The number of inspections being carried out to combat illicit fuel trade has fallen drastically, latest finance ministry data has shown, highlighting the absence of state action at a time when consumers are being called upon to boost tax revenues, including through fuel tax hikes.
Data made available showed that the number of inspections carried out between 2014 and the first half of 2016 have plummeted.
A total of 27,365 inspections were carried out in the fuel trading sector in 2014, while just 1,702 were conducted in the first half of this year. A mere 60 liters of unleaded fuel were confiscated amid this drastic slowdown. Diesel confiscations amounted to 6,260 liters.

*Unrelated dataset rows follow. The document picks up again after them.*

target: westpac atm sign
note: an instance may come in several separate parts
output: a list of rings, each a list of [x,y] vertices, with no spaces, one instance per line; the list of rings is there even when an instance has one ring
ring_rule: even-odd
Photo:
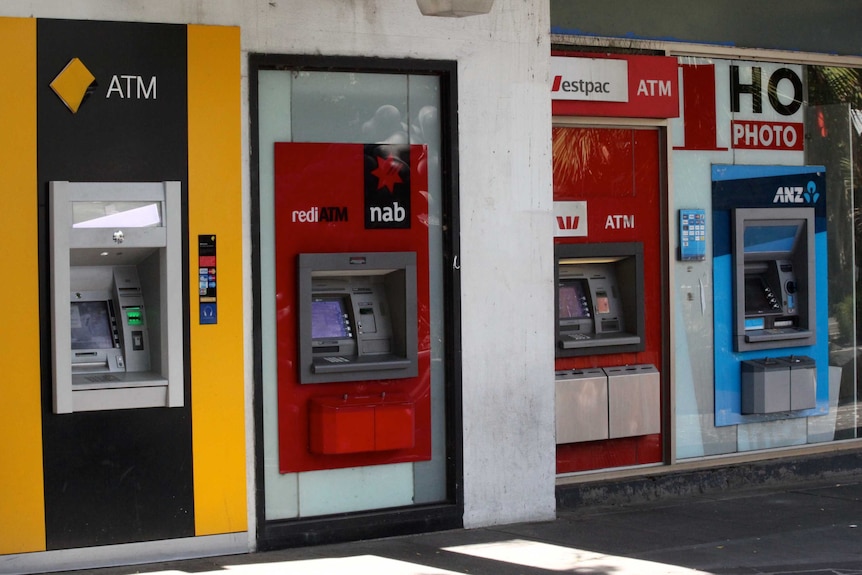
[[[555,116],[674,118],[679,115],[676,58],[632,54],[551,56]]]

In 2015, a total of 8,850 inspections were carried out, down by 67.6 percent compared to the previous year.
Tax hikes have just been imposed on heating fuel, as of October 15, while tax increases will also be imposed on auto fuel as of January 1.
Authorities claimed the lack of monitoring is the result of inefficient implementation of control mechanisms as well as a major staff shortage.
Trading data is being relayed to the finance ministry through an “inflow-outflow” data system installed at petrol stations to track purchases and sales, but officials are not utilizing the incoming data. The tracking system has apparently been installed at 99 percent of the country’s petrol stations but is not functional, as was once again pointed out last week by Yiannis Aligizakis, president of SEEPE, the Hellenic Petroleum Marketing Companies Association, at an industry event.